Without a shared understanding of the term, it can be unclear how scientists should respond when told that someone is “unable to reproduce” results in their paper, adds Ulrich Dirnagl, a stroke researcher at the Charité Medical University in Berlin. Challenges to research should be more clearly explained, he says.

Expanded terms

Instead of advocating for a common definition, several scientific leaders are calling for an expanded set of terms. Earlier this month, researchers at the Meta-Research Innovation Center at Stanford in California proposed three1: methods reproducibility, results reproducibility and inferential reproducibility, mapping roughly onto the three concepts described by Fang.

But the term can be split according to other kinds of distinctions. Victoria Stodden, a data scientist at the University of Illinois at Urbana-Champaign, makes the distinction between ‘empirical’ reproducibility (supplying all the details necessary for someone to physically repeat and verify an experiment) and ‘computational’ and ‘statistical’ reproducibility, which refer to the resources needed to redo computational and analytical findings.
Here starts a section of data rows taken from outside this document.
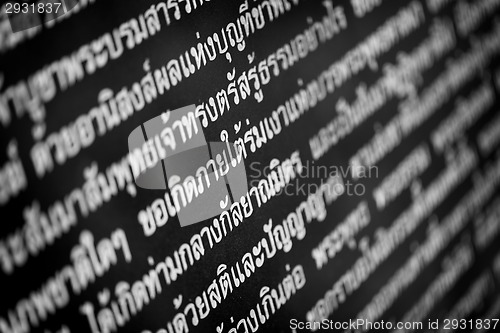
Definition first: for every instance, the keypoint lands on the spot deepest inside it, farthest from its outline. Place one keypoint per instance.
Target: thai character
(77, 196)
(190, 124)
(213, 53)
(214, 294)
(125, 301)
(168, 138)
(202, 114)
(179, 321)
(177, 190)
(85, 130)
(199, 175)
(183, 249)
(299, 276)
(249, 137)
(109, 108)
(87, 309)
(255, 191)
(224, 280)
(247, 21)
(270, 192)
(275, 123)
(206, 231)
(243, 7)
(137, 97)
(121, 172)
(222, 49)
(72, 144)
(202, 303)
(159, 212)
(83, 266)
(267, 301)
(302, 45)
(34, 237)
(140, 29)
(186, 65)
(279, 296)
(191, 307)
(150, 154)
(148, 85)
(259, 254)
(296, 225)
(244, 323)
(224, 137)
(173, 4)
(236, 214)
(85, 55)
(247, 205)
(240, 277)
(91, 188)
(231, 89)
(126, 31)
(281, 55)
(258, 17)
(267, 4)
(252, 75)
(225, 218)
(312, 39)
(190, 188)
(248, 264)
(199, 55)
(106, 321)
(214, 115)
(240, 149)
(152, 20)
(221, 163)
(41, 158)
(272, 60)
(278, 7)
(320, 30)
(276, 175)
(65, 218)
(216, 226)
(6, 260)
(174, 72)
(295, 158)
(292, 52)
(114, 43)
(238, 36)
(271, 245)
(98, 115)
(68, 274)
(55, 140)
(282, 237)
(160, 268)
(197, 245)
(288, 286)
(175, 268)
(161, 80)
(307, 209)
(222, 101)
(243, 85)
(43, 82)
(163, 7)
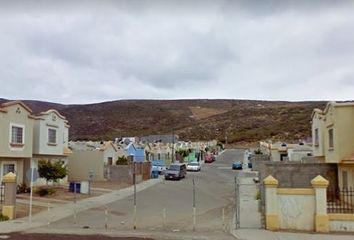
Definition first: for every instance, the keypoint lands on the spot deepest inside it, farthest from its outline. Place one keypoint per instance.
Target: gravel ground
(21, 236)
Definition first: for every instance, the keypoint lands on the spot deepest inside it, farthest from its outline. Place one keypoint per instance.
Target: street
(168, 206)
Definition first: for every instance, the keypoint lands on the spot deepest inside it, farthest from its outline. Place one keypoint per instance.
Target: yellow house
(16, 128)
(333, 139)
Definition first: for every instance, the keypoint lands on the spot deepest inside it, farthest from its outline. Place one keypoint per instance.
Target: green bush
(22, 188)
(45, 191)
(3, 217)
(258, 151)
(122, 160)
(52, 171)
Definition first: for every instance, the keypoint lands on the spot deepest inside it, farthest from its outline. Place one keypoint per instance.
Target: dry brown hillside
(239, 120)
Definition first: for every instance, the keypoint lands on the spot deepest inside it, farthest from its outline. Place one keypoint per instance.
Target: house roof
(50, 111)
(92, 146)
(67, 151)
Achieving each type of reproducibility calls for different remedies, she says.

Last year, a white paper by the American Society for Cell Biology in Bethesda dismissed reproducibility as a catch-all term, and introduced a four-tier definition instead. According to this paper, “analytic replication” refers to attempts to reproduce results by reanalysing original data; “direct replication” refers to efforts to use the same conditions, materials and methods as an original experiment; “systematic replication” describes efforts to produce the same findings using different experimental conditions (such as trying an experiment in a different cell line or mouse strain), and “conceptual replication”, which refers to attempts to demonstrate the general validity of a concept, perhaps even using different organisms.
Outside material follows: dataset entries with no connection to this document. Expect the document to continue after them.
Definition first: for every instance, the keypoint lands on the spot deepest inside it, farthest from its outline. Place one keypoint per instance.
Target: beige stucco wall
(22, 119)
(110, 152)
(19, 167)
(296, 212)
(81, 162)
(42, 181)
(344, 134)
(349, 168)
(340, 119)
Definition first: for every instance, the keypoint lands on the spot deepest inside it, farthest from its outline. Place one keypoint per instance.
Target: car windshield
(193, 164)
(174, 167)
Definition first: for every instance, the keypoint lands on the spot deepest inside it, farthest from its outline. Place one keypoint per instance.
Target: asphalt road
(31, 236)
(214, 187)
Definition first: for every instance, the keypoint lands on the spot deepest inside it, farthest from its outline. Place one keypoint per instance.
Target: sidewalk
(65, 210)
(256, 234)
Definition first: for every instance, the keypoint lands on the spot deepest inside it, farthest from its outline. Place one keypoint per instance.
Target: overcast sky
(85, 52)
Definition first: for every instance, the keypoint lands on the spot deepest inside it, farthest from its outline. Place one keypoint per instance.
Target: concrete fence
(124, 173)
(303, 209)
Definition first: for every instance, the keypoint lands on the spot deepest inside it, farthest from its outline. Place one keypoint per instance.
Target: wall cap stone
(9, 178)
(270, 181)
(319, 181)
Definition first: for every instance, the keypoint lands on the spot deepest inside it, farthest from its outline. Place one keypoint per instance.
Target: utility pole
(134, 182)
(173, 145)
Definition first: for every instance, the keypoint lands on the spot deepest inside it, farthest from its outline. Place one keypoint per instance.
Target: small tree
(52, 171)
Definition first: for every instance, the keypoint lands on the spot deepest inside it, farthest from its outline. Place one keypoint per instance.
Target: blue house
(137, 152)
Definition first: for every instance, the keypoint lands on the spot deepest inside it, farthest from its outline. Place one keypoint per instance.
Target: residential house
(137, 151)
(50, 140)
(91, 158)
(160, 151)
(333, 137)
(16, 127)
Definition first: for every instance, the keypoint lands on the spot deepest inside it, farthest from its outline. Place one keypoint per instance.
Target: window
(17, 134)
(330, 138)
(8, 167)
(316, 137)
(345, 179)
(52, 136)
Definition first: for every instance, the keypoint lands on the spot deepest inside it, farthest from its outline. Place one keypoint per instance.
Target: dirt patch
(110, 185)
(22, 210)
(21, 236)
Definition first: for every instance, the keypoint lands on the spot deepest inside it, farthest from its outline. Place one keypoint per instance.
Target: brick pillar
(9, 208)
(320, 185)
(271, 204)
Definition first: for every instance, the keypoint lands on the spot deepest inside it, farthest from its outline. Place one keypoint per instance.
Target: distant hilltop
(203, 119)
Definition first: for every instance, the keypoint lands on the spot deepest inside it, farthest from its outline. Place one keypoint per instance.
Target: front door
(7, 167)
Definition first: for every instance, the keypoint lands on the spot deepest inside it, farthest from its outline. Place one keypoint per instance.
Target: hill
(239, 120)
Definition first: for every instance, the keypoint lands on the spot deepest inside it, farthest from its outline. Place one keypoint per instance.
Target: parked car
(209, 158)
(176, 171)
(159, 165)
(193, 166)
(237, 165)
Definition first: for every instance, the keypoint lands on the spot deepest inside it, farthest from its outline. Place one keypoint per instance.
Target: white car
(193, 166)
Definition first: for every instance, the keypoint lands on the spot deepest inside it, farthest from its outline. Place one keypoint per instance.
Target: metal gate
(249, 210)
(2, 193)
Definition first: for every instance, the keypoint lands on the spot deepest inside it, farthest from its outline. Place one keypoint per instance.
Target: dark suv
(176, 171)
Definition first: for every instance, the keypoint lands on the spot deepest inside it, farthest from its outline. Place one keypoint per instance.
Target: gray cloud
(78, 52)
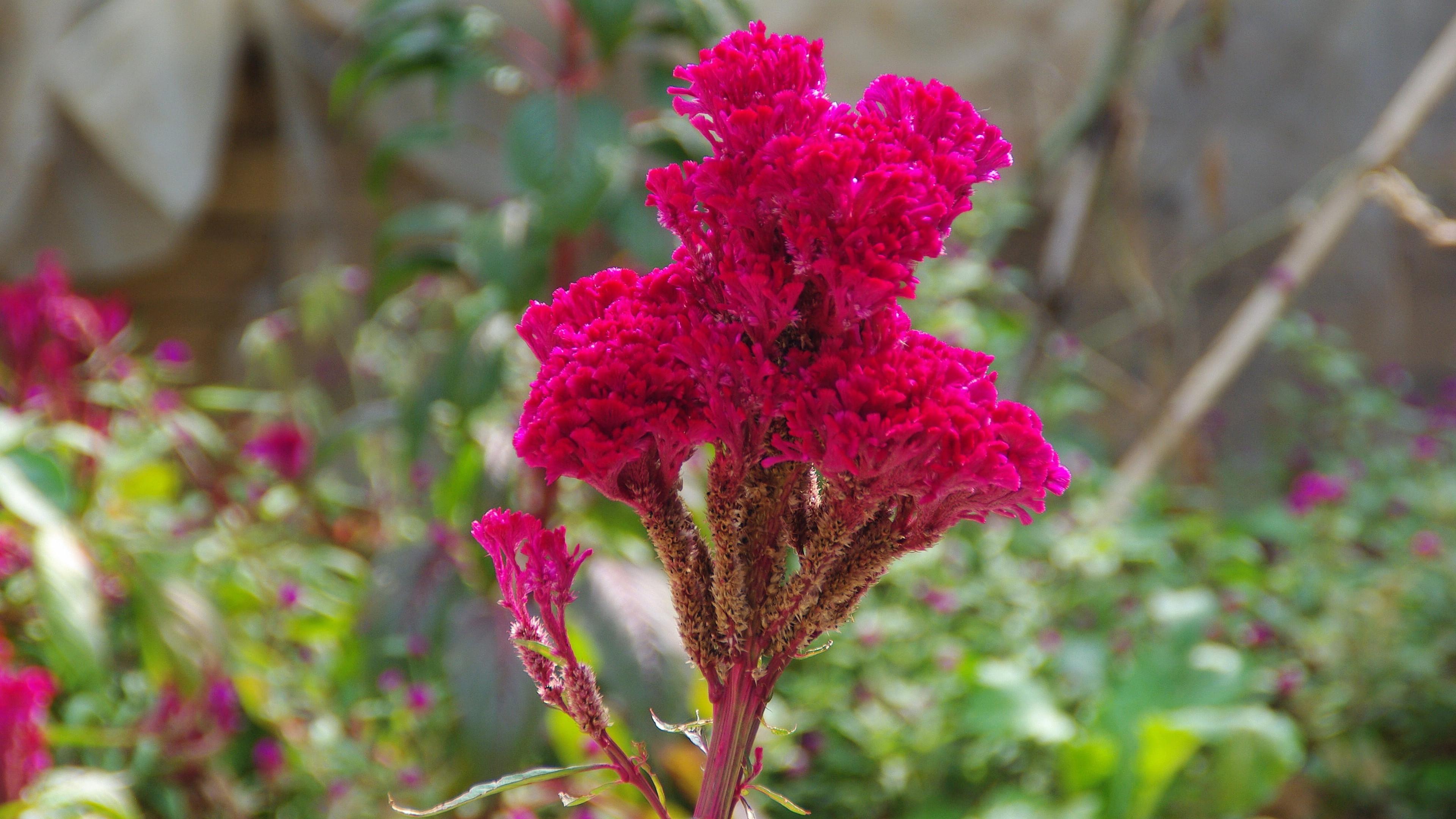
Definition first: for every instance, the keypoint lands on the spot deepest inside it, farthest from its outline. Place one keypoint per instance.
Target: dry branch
(1235, 344)
(1401, 196)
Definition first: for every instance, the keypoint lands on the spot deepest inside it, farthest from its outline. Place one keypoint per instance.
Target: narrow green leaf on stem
(814, 651)
(574, 800)
(541, 649)
(497, 786)
(781, 799)
(778, 731)
(681, 728)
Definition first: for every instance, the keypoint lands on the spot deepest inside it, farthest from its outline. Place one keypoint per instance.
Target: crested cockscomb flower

Agreeing on ways to assess reproducibility can be fraught with complications — even within a research field. Last year, the Reproducibility Project: Psychology, which conducted 100 replication studies to assess psychology publications, used five indicators of whether a study had been successfully replicated2. Earlier this year, a paper that aimed to distil best practices for neuroimaging outlined 10 levels of reproducibility in such experiments across three categories, called ‘measurement stability’, ‘analytical stability’ and ‘generalizability’. They differed according to whether, for example, an attempted repeat experiment used the same scanners, analysis methods, subject population, stimulus type and so on across 11 variables.

Ultimately, each discipline may need to come to its own definition, says Lee Ellis, a surgical oncologist at the University of Texas MD Anderson Cancer Center in Houston. “I don’t think we can define reproducibility across the board,” he says.
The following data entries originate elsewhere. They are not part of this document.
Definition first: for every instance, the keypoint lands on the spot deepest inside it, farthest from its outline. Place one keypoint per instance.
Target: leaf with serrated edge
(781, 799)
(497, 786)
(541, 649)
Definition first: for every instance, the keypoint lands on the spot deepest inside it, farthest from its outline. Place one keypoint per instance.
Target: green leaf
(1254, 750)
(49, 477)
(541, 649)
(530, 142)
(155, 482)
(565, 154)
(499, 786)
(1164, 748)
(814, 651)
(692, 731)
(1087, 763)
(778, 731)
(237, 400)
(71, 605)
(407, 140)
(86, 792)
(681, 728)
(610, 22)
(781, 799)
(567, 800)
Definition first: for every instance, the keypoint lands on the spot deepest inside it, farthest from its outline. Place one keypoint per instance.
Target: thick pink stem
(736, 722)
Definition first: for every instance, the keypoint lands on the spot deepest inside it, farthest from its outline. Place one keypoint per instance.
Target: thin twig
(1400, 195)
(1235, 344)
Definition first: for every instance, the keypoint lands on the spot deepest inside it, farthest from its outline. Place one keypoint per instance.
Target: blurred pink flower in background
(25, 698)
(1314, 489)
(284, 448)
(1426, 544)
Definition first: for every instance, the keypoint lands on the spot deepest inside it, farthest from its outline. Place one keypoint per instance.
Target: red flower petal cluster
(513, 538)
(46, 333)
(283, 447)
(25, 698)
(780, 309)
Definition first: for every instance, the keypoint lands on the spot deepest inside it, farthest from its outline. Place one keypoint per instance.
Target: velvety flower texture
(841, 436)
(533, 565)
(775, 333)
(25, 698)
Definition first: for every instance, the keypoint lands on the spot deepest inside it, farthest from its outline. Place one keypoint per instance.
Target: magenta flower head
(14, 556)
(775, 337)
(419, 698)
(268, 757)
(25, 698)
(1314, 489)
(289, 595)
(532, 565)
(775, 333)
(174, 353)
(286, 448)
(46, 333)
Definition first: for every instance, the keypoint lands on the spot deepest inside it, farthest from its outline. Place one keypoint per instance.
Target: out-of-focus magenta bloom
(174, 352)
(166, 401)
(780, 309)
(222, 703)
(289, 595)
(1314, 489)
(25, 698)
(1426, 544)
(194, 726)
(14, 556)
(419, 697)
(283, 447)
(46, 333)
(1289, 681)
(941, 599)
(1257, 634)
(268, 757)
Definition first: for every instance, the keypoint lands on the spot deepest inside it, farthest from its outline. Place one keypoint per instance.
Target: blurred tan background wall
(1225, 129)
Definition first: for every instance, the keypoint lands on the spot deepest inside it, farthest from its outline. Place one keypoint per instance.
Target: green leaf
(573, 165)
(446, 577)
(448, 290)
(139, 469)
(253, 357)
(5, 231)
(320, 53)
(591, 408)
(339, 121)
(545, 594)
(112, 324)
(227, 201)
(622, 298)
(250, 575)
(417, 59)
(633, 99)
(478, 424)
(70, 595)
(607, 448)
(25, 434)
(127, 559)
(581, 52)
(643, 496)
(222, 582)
Arguments over such distinctions are not just fruitless wordplay, says Dirnagl. An appreciation of the nuances of reproducibility could help researchers to communicate when they can’t reach common ground on apparently differing findings. Some of science’s most enlightening results arise when an effect is partially reproducible — seen under some conditions but not others. “Science advances through differential reproduction,” he says.